The demonstrations marked the first anniversary of the military coup that upended the country’s democratic transition.
The Central Sudan Doctors Association said the victim, Abul Abdel Wahab, 20, died in Omdurman, Khartoum's twin city.
The association is known for thoroughly counting victims of political violence in Sudan in recent years.
"I dream of hearing the last gunfire shot in my country, even if it targets me," Abdel Wahab wrote on Facebook on Monday night.
In another post, he bade farewell to his friends and family and asked for forgiveness if he had wronged any of them.
"Tomorrow will not be new to us," he wrote. "We will wage a battle that history will witness. Remember us if we achieve victory."
Elsewhere in Khartoum, police used tear gas to disperse protesters approaching the Nile-side presidential palace in the heart of the Sudanese capital.
Soldiers and paramilitary units had been posted since early on Tuesday morning in anticipation of the anti-military rallies.
Waving Sudanese flags, the protesters chanted: “Soldiers, go back to the barracks” and “No partnership, no negotiation with the putschists".
Internet monitoring service NetBlocks reported “a nation-scale internet disruption in Sudan” before the protests, a measure often taken in the past by authorities on days when large demonstrations were planned.
Activists say the internet disruptions are designed to hamper attempts by protesters to organise and to help cover up human rights abuses.
At least 119 protesters have now been killed and about 6,000 injured since the coup a year ago.
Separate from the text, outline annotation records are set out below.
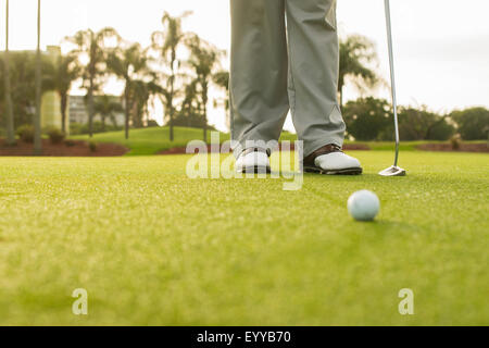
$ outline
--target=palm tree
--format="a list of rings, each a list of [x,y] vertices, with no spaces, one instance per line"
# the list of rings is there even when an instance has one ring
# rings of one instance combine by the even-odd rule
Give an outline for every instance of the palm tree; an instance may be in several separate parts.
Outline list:
[[[202,40],[193,34],[187,39],[187,46],[190,50],[188,64],[193,69],[196,82],[200,90],[203,117],[203,140],[208,141],[208,102],[209,87],[212,82],[214,70],[218,67],[224,51],[218,50],[213,45]]]
[[[87,64],[83,66],[84,86],[87,89],[88,100],[88,128],[90,137],[93,137],[93,116],[95,116],[95,101],[93,95],[102,85],[102,77],[105,75],[105,60],[106,60],[106,42],[115,39],[116,45],[120,42],[120,36],[113,28],[103,28],[98,33],[91,29],[80,30],[74,37],[67,38],[68,41],[75,44],[77,49],[73,53],[80,58],[88,57]]]
[[[111,96],[100,96],[97,98],[95,103],[96,114],[99,114],[102,120],[102,130],[105,132],[105,119],[109,117],[112,121],[112,124],[117,126],[117,122],[115,121],[115,114],[123,112],[124,108]]]
[[[124,80],[125,136],[129,138],[129,122],[135,105],[137,82],[148,77],[148,55],[139,44],[127,49],[116,48],[109,53],[106,64],[110,72]]]
[[[340,40],[340,70],[338,92],[343,107],[343,89],[347,78],[351,78],[359,89],[374,87],[379,78],[367,65],[377,60],[375,46],[367,38],[352,35]]]
[[[155,32],[152,34],[152,47],[161,54],[163,62],[168,66],[170,74],[166,77],[166,92],[164,94],[164,104],[166,112],[170,116],[170,140],[175,139],[174,134],[174,117],[175,107],[174,100],[176,97],[175,82],[177,76],[177,70],[179,66],[177,59],[177,50],[183,42],[186,34],[181,29],[181,21],[190,15],[191,12],[185,12],[180,16],[172,16],[167,12],[164,13],[162,23],[163,32]]]
[[[12,88],[10,84],[10,62],[9,62],[9,0],[5,8],[5,54],[3,55],[4,69],[4,92],[5,92],[5,111],[7,111],[7,145],[15,145],[14,117],[12,105]]]
[[[42,61],[40,52],[41,0],[37,1],[37,52],[36,52],[36,114],[34,116],[34,154],[42,154],[41,139],[41,98],[42,98]]]

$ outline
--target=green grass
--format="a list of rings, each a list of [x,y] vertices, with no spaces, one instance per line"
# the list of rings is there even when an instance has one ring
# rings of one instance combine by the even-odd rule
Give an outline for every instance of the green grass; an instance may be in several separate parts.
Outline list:
[[[300,191],[192,181],[188,157],[0,159],[0,324],[488,325],[489,157],[408,152],[381,178],[391,152],[353,154],[364,176]],[[376,223],[348,216],[364,188]]]

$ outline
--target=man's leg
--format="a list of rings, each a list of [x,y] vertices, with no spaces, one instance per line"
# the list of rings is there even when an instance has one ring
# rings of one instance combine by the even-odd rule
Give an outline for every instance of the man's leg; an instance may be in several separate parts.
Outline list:
[[[338,104],[339,44],[336,0],[286,0],[289,95],[299,138],[308,157],[325,145],[343,145]]]
[[[278,140],[289,111],[284,1],[230,0],[231,133],[241,150]]]

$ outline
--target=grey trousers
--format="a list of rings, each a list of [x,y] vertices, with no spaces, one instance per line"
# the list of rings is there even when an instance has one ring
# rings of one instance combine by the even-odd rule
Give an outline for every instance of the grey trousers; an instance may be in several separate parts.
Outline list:
[[[230,4],[231,136],[239,148],[278,140],[289,110],[305,156],[342,146],[336,0]]]

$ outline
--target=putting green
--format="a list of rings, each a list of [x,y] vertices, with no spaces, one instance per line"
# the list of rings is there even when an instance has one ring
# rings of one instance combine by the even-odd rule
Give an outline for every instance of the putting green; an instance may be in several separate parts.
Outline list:
[[[488,325],[489,157],[406,152],[383,178],[391,152],[353,154],[365,175],[299,191],[189,179],[184,156],[0,159],[0,324]],[[376,223],[348,216],[364,188]]]

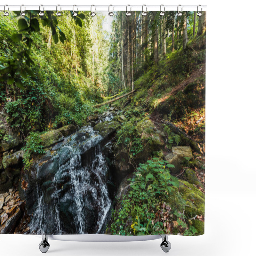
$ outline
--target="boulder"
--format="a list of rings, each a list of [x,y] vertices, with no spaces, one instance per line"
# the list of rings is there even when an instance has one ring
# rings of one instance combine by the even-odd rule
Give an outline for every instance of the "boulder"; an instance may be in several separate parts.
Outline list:
[[[187,146],[173,147],[172,149],[172,153],[178,156],[181,162],[184,161],[186,158],[190,160],[193,158],[191,148]]]
[[[123,115],[119,116],[117,117],[117,121],[121,123],[126,121],[127,120],[127,119]]]
[[[4,152],[17,147],[19,142],[18,138],[9,135],[8,140],[2,140],[0,142],[0,152]]]
[[[120,125],[116,121],[106,121],[96,124],[93,127],[93,130],[99,131],[100,135],[105,139],[116,132]]]
[[[40,135],[42,145],[45,148],[63,140],[64,137],[62,133],[58,130],[52,130]]]
[[[148,138],[152,139],[151,143],[157,147],[164,145],[163,138],[165,134],[162,132],[155,128],[155,126],[148,117],[143,119],[138,123],[136,128],[139,133],[141,134],[141,139],[146,140]]]
[[[57,131],[60,132],[64,137],[67,137],[76,132],[76,129],[74,124],[68,124],[60,128]]]
[[[5,213],[5,214],[6,214]],[[16,227],[16,224],[21,216],[22,212],[19,207],[18,207],[15,212],[8,219],[5,220],[2,225],[0,226],[0,234],[2,233],[11,233]],[[8,215],[7,215],[7,217]]]
[[[180,192],[186,201],[185,213],[190,218],[196,215],[204,216],[204,194],[194,185],[185,180],[179,180]]]
[[[203,184],[198,180],[194,171],[189,168],[186,169],[184,173],[184,176],[186,177],[186,180],[190,184],[203,187]]]
[[[172,151],[165,156],[165,159],[174,166],[174,168],[171,168],[172,172],[178,173],[182,170],[182,162],[187,158],[187,159],[193,158],[193,155],[190,147],[187,146],[173,147]]]
[[[3,157],[2,164],[6,169],[7,167],[18,164],[22,161],[23,158],[23,151],[17,151],[13,154],[4,156]]]

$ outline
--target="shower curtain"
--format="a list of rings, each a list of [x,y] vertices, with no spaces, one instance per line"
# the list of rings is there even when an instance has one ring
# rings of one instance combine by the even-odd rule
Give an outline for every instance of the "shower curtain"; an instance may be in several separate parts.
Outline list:
[[[206,12],[20,12],[0,16],[0,233],[204,234]]]

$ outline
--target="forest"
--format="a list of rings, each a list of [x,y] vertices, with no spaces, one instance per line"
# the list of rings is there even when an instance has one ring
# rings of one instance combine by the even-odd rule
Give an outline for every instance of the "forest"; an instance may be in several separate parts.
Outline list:
[[[206,12],[20,12],[0,17],[0,233],[204,234]]]

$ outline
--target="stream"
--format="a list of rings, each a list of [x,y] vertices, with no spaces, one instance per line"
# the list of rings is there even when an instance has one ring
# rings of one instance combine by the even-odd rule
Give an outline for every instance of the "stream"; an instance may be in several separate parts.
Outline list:
[[[100,122],[113,117],[108,114]],[[30,181],[35,200],[31,233],[104,234],[111,206],[106,143],[97,131],[84,126],[36,162]]]

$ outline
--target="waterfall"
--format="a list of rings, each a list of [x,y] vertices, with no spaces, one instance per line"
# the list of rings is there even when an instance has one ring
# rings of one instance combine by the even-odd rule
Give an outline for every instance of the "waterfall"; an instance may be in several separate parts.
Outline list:
[[[111,201],[102,139],[92,127],[84,127],[48,153],[47,160],[43,157],[37,164],[37,202],[31,233],[104,232],[101,229]]]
At least 30 people were injured in the last anti-military rallies in Khartoum on Friday.
One year on from Sudan coup - in pictures
The troops also sealed off Nile bridges linking the three towns that make up the Greater Khartoum area — Khartoum, Bahri and Omdurman — to prevent large numbers of protesters from gathering.
Authorities also ordered government offices, schools, banks and universities to close for the day.
The resistance committees, grass roots pro-democracy groups, described the demonstrations planned on October 25 as a “million-man protest” and a “continuation of the courageous struggle”.
“It will be staged under the slogan of ‘bring down the coup’ and will head to the presidential palace,” the group said.
The October 25 takeover ended a partnership between the military and the pro-democracy forces behind mass street protests in late 2018 and early 2019 that toppled dictator Omar Al Bashir’s 29-year rule.
A vast nation of 44 million people, Sudan has experienced unrest in its outlying regions since the takeover, including in the Blue Nile and Darfur regions.
The deadly violence has left at least 600 dead since January and displaced tens of thousands, the UN reported.
Sudan has also been gripped by the worst economic crisis in living memory after the West suspended billions of dollars’ worth of aid and debt forgiveness following the takeover.
It is suffering from three-digit inflation and chronic food shortages, with a third of its population now experiencing hunger — a rise of 50 per cent over 2021, according to the World Food Programme.
The cost of food staples has also soared by 137 per cent in one year, which the WFP says has forced Sudanese to spend “more than two thirds of their income on food alone, leaving little money to cover other needs”.
Gen Abdel Fattah Al Burhan, the army chief who led the military takeover and is now the head of state, insists that it was necessary to spare the country from civil war and restore the prestige of the armed forces.
But Gen Al Burhan has so far failed to form a government.
His repeated assertions that the military was prepared to step aside and let civilians name a head of state and a prime minister have been hedged by his suggestions that the army would remain as the source of ultimate power in Sudan, assuming the role of guardian and protector of the nation.
The general has also moved or chose not to challenge the reinstatement of thousands of Al Bashir supporters in government jobs and the judiciary from which they were purged.
He has also allowed them to engage in political activity, in what is widely interpreted as a reversal of the uprising against the dictator.
Gen Al Burhan has also dismissed a state, post-uprising commission mandated to dismantle Al Bashir's legacy.